Learning about Windows Azure

To prepare for a new role I’m transitioning into at Microsoft (SDE II – finally!) I’m ramping up on Windows Azure.

For one it sounds a lot like the “distributed operating system” that was alluded to in grad school. Analogies abound. So, for instance, the relationship between Windows (or any other OS) running on a single machine is similar to the relationship between Windows Azure running on lots of machines (more specifically, virtual machines).

Windows provides a program with access to the resources of a machine; CPU, storage, memory, network, etc…

Windows Azure provides a program with access to the resources of a cluster of machines: compute, storage, etc…

The analogy falls apart if extended too far because on Windows traditional applications are single instance. That is, a user launches an executable and uses that single instance of the running process to accomplish whatever functionality the program provides.

Windows Azure, on the other hand, seems to imply an organization of work more similar to the way the Web works.

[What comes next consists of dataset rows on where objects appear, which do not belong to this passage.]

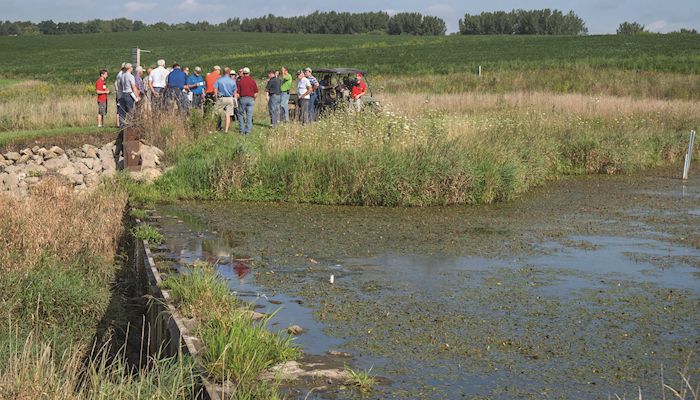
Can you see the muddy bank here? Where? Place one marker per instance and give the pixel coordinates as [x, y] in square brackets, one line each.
[581, 290]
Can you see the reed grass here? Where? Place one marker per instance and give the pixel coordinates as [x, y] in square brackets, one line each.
[237, 349]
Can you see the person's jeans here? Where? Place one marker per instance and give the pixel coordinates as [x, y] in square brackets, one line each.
[275, 107]
[303, 108]
[312, 107]
[284, 104]
[245, 108]
[126, 108]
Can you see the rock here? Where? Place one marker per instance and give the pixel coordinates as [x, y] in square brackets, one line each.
[77, 179]
[83, 169]
[55, 164]
[89, 150]
[68, 170]
[35, 170]
[13, 155]
[91, 179]
[295, 330]
[149, 160]
[57, 150]
[11, 181]
[87, 161]
[97, 165]
[13, 169]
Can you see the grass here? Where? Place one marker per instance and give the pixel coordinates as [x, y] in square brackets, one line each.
[363, 380]
[452, 149]
[381, 55]
[237, 348]
[148, 233]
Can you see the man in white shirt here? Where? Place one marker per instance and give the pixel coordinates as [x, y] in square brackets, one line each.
[157, 82]
[304, 90]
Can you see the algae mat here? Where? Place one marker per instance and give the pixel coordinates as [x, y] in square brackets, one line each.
[586, 289]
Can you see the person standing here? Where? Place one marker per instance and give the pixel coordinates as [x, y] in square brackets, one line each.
[157, 81]
[117, 91]
[102, 92]
[285, 87]
[273, 95]
[314, 96]
[224, 93]
[140, 85]
[175, 85]
[195, 84]
[210, 81]
[129, 95]
[359, 89]
[304, 90]
[247, 93]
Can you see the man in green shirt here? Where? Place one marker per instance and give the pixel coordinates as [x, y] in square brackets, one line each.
[284, 88]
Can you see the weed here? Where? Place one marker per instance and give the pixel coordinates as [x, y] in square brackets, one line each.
[363, 380]
[148, 233]
[138, 213]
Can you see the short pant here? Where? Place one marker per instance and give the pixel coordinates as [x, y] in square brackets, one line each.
[225, 105]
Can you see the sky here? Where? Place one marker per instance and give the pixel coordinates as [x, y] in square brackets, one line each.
[601, 16]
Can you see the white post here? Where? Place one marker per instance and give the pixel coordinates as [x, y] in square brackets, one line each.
[689, 155]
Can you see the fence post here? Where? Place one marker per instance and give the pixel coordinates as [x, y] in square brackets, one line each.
[688, 155]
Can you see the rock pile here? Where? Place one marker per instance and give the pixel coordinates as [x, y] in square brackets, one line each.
[83, 167]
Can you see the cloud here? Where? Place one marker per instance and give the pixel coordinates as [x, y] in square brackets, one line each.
[439, 9]
[197, 6]
[136, 7]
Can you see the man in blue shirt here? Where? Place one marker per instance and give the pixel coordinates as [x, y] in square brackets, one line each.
[195, 84]
[224, 93]
[176, 84]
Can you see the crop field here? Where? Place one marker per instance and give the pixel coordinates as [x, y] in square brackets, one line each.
[75, 58]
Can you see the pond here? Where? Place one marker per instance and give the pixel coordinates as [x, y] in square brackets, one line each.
[582, 289]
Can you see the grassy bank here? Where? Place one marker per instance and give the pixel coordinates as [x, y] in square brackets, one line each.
[58, 293]
[237, 348]
[77, 57]
[448, 149]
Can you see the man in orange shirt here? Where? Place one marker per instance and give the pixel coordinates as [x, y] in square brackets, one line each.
[210, 81]
[102, 92]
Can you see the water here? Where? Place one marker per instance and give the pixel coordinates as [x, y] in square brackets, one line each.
[575, 291]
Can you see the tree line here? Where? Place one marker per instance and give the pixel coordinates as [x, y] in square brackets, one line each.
[317, 22]
[515, 22]
[523, 22]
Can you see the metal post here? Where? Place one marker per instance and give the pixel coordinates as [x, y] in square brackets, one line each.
[689, 155]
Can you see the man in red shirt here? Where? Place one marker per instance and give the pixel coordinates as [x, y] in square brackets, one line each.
[102, 92]
[210, 81]
[358, 90]
[247, 91]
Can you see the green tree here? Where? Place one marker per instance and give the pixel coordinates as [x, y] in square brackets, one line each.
[630, 28]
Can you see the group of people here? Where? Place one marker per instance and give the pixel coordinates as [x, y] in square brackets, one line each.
[230, 94]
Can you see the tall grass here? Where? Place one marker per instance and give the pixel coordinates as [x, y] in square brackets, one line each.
[35, 370]
[438, 149]
[237, 349]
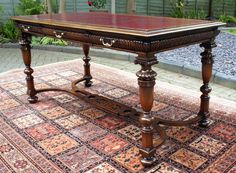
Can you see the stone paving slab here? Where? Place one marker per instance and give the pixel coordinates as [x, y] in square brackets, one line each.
[11, 59]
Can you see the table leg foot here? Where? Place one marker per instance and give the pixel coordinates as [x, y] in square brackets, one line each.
[88, 82]
[207, 63]
[146, 81]
[26, 54]
[148, 156]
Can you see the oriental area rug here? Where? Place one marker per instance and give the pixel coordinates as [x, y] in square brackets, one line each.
[62, 133]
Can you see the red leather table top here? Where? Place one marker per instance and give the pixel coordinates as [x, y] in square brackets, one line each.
[120, 23]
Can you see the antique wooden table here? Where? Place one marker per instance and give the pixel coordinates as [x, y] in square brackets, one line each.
[142, 35]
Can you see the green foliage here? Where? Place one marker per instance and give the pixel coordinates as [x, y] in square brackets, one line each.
[10, 31]
[97, 3]
[179, 11]
[1, 22]
[30, 7]
[227, 19]
[48, 41]
[232, 31]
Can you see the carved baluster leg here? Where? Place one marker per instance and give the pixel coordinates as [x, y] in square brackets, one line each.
[86, 59]
[146, 81]
[26, 54]
[207, 63]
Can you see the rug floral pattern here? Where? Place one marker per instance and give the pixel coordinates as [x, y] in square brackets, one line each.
[61, 133]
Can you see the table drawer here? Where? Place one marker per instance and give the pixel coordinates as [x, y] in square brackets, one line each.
[30, 29]
[66, 35]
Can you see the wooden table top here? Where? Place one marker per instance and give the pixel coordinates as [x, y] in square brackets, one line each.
[118, 23]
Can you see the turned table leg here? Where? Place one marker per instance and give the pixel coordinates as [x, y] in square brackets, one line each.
[146, 81]
[86, 59]
[207, 63]
[26, 54]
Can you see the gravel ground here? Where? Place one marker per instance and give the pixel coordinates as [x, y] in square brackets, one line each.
[225, 55]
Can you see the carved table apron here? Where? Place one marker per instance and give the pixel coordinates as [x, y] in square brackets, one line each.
[142, 35]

To access a program on the web you enter its URL (analogous to clicking on the executable). If it’s a popular program (e.g., amazon, hotmail, etc…) then there’s a good chance that a single request can be serviced by 1 of several load balanced servers. And the next request (say, clicking on a link to your account data) might well be serviced by a different web server.

In Windows Azure parlance this maps to Roles executing in Instances. Any 1 of several Instances may provide the program’s functionality.

There’s more to it of course but the same issues that you run into moving from a traditional client program (single instance, built in semi-persistent/stateful) to a web application (multiple instances, no built in persistence/stateless) apply.